The chief entered the store, and when she opened her mouth to speak, a dagger plunged into the side of her knee. She yelled in pain. Eric flew over the counter and plunged his knife into her neck. The blade pierced through her and into the wall, pinning her. Derek dashed from around the corner of the counter and grabbed the pistol from her holster, pointing his own at her. Kaela appeared right behind him, ripping her knife from the chief’s leg and angling it at her.

Lance yelled for their attention as they kept their distance from the chief. But then Derek pointed the pistol at him, and Kaela did the same with her knife. Eric returned to the counter and watched.

“Why are you with her?” Derek asked. “And how is she alive?”

The beast snarled at all of them, and the killing calm settled within Lance. The urge to attack them nipped at his heels, encouraged by the beast. He swallowed it and forced the beast to wait.

Calm down.

No!

“Lance,” Kaela warned, “we kind of need an answer here.”

Derek kept the gun trained on Lance’s chest, his grip steady and stable. A professional, even when the fear behind his eyes revealed more than that.

“Please tell me you’re not with her,” Kaela said. “How is she even alive? Did you spare her, huh? Was this your plan from the beginning?”

“Listen,” Lance started as the chief choked on her own blood and writhed, “if she wanted to kill you, she could have easily summoned the six men in that armored vehicle to come out and shoot us all. But she hasn’t, even with that in her throat.”

Derek made no move to lower the gun, and Kaela kept her purple-soaked dagger pointed right at him.

“Please,” Lance said. “Just put the weapons down and give us a chance to explain… She saved me from Caleb.” As Eric stared into Lance’s eyes, he stared back, not flinching in the slightest under his dark gaze. You know I’m telling the truth.
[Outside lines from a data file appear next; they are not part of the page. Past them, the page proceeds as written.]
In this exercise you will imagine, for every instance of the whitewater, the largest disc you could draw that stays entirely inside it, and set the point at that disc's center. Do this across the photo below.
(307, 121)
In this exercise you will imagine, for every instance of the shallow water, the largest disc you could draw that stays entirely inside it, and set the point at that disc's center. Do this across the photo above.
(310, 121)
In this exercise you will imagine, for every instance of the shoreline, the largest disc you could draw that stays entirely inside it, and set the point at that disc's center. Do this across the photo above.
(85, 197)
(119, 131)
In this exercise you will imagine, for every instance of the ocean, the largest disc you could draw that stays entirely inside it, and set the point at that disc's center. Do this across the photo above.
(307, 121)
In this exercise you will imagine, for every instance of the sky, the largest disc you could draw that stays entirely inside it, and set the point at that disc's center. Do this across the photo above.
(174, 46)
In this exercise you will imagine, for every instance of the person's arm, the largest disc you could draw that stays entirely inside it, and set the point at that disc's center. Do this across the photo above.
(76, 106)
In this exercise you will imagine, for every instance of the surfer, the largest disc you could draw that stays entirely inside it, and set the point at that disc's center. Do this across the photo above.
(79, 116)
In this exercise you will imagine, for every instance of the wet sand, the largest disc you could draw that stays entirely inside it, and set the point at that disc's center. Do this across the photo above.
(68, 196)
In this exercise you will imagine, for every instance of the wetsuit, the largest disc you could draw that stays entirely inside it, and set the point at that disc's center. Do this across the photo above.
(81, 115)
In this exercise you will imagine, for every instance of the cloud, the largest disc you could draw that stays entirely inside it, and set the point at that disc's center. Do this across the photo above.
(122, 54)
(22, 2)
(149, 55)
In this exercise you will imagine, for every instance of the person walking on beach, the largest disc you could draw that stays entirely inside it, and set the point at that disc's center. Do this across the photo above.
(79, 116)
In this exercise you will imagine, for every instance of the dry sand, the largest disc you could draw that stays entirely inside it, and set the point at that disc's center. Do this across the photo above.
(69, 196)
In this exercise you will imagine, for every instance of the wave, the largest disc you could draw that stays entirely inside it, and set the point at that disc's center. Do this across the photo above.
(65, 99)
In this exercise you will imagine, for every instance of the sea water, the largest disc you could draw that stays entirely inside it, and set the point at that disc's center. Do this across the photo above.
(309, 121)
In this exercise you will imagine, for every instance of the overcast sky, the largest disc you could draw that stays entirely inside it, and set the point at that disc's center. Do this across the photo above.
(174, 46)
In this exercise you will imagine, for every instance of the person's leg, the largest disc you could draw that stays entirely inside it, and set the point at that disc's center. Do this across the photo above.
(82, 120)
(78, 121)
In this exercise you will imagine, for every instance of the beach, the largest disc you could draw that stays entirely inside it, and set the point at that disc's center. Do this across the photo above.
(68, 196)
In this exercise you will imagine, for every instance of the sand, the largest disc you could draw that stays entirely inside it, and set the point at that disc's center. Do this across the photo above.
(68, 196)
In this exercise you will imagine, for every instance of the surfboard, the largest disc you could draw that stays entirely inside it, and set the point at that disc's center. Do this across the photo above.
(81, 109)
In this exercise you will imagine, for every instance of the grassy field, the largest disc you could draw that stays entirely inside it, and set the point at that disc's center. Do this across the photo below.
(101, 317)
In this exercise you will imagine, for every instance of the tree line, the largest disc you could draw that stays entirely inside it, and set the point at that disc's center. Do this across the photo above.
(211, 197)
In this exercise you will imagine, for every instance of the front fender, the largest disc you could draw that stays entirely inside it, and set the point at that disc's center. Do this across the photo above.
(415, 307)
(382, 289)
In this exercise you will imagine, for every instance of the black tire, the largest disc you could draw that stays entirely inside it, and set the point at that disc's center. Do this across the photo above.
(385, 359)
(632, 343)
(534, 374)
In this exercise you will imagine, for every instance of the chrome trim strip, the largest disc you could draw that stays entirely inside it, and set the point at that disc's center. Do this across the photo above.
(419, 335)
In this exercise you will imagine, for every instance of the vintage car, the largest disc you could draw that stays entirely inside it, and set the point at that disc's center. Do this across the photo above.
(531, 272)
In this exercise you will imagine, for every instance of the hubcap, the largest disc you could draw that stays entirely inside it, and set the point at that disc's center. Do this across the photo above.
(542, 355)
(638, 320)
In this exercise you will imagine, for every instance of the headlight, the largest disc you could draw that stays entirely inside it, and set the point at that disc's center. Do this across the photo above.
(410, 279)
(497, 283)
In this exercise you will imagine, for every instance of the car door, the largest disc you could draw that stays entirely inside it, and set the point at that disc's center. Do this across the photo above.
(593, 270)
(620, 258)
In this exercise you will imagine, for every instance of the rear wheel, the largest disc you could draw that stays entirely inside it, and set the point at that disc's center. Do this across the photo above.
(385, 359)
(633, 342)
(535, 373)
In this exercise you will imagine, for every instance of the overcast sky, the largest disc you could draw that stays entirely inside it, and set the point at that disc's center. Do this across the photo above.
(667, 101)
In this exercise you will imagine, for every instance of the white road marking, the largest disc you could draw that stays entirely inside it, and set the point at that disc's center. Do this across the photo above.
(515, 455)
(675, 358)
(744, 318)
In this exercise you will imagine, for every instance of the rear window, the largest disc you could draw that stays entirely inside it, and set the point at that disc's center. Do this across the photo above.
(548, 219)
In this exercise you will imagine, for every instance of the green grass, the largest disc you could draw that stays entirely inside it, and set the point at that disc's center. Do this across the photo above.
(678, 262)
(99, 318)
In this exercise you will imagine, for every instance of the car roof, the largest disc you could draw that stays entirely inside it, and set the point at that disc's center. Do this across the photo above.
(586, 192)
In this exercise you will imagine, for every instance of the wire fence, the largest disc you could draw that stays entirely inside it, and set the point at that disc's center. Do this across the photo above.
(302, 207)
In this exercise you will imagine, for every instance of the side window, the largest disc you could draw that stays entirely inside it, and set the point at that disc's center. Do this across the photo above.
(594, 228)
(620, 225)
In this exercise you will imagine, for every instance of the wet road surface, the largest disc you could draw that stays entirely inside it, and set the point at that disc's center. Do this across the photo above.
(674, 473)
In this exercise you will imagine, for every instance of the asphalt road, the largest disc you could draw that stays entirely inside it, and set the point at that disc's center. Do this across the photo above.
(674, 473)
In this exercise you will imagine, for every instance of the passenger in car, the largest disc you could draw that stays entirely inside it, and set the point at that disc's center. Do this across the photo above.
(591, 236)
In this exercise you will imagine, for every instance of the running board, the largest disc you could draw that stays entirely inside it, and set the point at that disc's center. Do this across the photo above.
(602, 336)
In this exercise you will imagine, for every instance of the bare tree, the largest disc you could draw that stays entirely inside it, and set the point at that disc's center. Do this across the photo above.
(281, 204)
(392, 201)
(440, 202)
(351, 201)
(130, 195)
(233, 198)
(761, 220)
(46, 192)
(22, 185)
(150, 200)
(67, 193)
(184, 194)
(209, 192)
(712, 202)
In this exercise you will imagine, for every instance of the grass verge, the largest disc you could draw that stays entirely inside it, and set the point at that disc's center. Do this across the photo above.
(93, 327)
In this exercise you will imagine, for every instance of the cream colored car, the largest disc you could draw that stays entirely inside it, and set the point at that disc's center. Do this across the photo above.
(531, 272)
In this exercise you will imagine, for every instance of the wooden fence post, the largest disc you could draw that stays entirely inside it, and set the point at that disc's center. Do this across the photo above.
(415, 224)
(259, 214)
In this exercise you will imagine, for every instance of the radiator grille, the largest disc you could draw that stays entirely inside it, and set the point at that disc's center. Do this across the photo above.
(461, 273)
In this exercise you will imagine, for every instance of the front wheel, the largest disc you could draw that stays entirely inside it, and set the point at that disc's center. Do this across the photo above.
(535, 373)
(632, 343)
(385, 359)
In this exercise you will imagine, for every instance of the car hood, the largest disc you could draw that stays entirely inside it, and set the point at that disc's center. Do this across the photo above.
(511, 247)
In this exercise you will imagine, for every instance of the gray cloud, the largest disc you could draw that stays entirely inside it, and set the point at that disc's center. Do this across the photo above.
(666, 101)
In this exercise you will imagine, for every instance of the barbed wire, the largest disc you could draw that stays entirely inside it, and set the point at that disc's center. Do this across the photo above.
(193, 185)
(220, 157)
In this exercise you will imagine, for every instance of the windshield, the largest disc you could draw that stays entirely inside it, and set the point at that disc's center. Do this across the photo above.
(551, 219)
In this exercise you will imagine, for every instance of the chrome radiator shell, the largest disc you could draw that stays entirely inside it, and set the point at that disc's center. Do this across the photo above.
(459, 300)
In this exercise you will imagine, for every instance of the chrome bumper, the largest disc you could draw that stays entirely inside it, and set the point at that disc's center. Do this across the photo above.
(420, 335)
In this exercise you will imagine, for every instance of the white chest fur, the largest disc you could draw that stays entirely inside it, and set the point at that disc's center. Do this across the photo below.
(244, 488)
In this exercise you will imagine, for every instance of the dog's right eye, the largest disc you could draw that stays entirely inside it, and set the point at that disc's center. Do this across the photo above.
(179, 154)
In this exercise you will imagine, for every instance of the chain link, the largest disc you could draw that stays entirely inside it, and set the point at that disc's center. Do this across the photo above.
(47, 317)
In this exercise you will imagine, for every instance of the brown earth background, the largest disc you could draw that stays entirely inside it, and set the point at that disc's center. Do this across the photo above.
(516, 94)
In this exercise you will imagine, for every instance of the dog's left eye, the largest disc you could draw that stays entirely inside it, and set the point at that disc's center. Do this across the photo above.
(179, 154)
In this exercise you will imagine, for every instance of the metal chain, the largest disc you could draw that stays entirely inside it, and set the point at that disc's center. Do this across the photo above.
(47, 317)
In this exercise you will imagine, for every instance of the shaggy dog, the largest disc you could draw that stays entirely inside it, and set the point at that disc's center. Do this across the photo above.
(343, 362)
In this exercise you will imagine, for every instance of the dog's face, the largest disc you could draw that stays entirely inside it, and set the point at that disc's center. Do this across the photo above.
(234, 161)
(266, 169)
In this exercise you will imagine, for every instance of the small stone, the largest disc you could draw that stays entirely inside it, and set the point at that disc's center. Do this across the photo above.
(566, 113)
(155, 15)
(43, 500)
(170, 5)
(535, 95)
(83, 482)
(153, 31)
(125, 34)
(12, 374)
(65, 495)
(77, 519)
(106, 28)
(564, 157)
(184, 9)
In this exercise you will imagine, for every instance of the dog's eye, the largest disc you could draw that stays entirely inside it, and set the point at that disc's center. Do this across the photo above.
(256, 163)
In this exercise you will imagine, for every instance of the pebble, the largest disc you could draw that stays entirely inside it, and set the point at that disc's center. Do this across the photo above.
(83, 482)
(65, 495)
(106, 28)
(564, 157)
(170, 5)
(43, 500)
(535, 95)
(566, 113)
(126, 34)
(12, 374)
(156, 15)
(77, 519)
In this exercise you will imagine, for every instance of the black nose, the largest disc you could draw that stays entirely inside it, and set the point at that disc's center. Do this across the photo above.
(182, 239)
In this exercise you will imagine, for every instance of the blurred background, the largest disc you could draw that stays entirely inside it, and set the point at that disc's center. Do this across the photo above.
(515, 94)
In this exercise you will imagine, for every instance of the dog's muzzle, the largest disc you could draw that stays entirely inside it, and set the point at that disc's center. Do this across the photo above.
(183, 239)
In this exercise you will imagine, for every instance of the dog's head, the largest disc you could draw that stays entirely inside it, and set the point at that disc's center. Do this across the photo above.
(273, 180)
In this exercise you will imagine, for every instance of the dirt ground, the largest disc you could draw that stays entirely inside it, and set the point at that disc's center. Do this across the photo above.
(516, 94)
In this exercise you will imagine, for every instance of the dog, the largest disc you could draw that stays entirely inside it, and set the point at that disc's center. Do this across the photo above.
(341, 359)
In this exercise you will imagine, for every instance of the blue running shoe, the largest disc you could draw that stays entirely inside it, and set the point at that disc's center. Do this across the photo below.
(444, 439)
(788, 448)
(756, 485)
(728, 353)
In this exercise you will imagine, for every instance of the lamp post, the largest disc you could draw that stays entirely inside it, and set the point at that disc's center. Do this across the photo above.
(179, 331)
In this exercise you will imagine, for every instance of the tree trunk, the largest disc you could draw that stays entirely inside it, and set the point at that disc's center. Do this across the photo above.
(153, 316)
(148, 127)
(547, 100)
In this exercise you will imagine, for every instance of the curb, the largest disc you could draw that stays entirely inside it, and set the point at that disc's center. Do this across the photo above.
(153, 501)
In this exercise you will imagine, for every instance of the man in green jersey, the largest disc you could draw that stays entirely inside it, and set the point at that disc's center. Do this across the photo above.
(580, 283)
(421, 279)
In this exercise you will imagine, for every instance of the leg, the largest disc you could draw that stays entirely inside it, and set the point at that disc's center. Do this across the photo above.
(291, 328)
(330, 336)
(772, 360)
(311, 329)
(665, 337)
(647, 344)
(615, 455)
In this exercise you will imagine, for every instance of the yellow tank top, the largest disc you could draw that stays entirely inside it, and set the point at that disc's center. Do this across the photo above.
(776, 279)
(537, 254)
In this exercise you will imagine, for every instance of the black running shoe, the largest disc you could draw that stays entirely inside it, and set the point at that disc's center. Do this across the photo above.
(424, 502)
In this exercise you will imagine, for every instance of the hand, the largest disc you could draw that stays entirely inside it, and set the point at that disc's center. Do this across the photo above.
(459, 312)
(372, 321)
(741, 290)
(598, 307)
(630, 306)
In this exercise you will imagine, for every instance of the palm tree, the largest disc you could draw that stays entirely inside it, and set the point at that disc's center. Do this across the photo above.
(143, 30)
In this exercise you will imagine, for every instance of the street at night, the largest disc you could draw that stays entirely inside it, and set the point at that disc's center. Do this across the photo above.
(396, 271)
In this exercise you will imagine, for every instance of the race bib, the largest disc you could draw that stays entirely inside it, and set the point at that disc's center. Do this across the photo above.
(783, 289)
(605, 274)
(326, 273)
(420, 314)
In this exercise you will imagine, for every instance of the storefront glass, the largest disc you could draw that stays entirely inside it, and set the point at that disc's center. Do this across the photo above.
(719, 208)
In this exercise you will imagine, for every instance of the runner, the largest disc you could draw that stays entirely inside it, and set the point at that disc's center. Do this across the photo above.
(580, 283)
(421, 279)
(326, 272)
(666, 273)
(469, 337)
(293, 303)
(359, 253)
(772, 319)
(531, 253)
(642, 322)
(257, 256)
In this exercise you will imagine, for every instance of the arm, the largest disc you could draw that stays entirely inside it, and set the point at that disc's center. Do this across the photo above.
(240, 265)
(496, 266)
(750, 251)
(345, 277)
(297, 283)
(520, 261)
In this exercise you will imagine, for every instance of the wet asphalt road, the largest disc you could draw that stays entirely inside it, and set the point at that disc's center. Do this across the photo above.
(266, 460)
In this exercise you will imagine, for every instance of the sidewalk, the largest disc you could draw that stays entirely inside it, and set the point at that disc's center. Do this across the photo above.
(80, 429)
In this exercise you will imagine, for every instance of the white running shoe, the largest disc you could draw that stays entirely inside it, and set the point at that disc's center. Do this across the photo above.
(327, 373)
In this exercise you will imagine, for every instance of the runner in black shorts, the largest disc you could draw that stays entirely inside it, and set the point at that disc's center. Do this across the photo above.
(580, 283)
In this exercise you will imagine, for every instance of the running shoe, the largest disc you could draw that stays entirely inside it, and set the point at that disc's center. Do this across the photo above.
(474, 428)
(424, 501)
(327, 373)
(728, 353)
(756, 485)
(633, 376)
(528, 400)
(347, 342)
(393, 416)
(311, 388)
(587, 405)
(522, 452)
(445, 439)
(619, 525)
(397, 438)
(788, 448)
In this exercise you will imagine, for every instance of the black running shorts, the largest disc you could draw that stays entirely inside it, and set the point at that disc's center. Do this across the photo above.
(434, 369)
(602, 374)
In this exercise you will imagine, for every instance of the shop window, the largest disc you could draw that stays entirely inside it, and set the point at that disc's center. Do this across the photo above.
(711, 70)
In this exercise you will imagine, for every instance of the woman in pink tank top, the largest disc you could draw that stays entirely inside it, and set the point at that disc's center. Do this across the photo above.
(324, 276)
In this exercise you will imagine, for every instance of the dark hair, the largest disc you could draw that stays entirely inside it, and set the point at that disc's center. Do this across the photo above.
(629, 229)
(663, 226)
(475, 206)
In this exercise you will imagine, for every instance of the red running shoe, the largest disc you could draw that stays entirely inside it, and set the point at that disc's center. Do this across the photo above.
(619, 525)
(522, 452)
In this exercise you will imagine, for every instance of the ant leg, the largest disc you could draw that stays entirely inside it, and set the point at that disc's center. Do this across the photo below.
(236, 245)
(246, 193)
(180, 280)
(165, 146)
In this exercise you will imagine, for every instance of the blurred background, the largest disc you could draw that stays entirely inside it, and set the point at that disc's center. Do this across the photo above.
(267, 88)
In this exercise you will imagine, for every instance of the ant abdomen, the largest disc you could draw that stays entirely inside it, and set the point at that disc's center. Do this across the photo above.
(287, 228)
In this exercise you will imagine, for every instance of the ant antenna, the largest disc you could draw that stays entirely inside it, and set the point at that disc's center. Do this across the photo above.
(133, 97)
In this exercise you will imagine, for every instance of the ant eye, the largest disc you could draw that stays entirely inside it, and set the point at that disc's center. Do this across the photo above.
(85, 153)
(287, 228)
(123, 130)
Lance waited for a bullet to hit his chest. Behind the fear in Derek’s eyes lay anger and rage. That same look was on his face when Rob died. Lance recalled the sick smile Rotoya had worn when she shot Rob over and over. She continued to writhe with the knife in her throat, and suddenly, Lance didn’t feel so bad for her.

After a long moment, Eric pointed his eyes to the ground. “Lower your weapons… but Derek? Keep your distance. She tries anything, you shoot her.” He crossed his arms. “Alright, Lance… you have the floor.”

* * *

To their credit, they listened. Even with a gun pointed at him, his stuttered words came out over the haunting sounds the chief made as the nanobots scrambled to keep her body alive. Explaining took longer than Lance thought it would, but by the time he finished, the gun was no longer aimed at his chest, and Kaela had sheathed her blade.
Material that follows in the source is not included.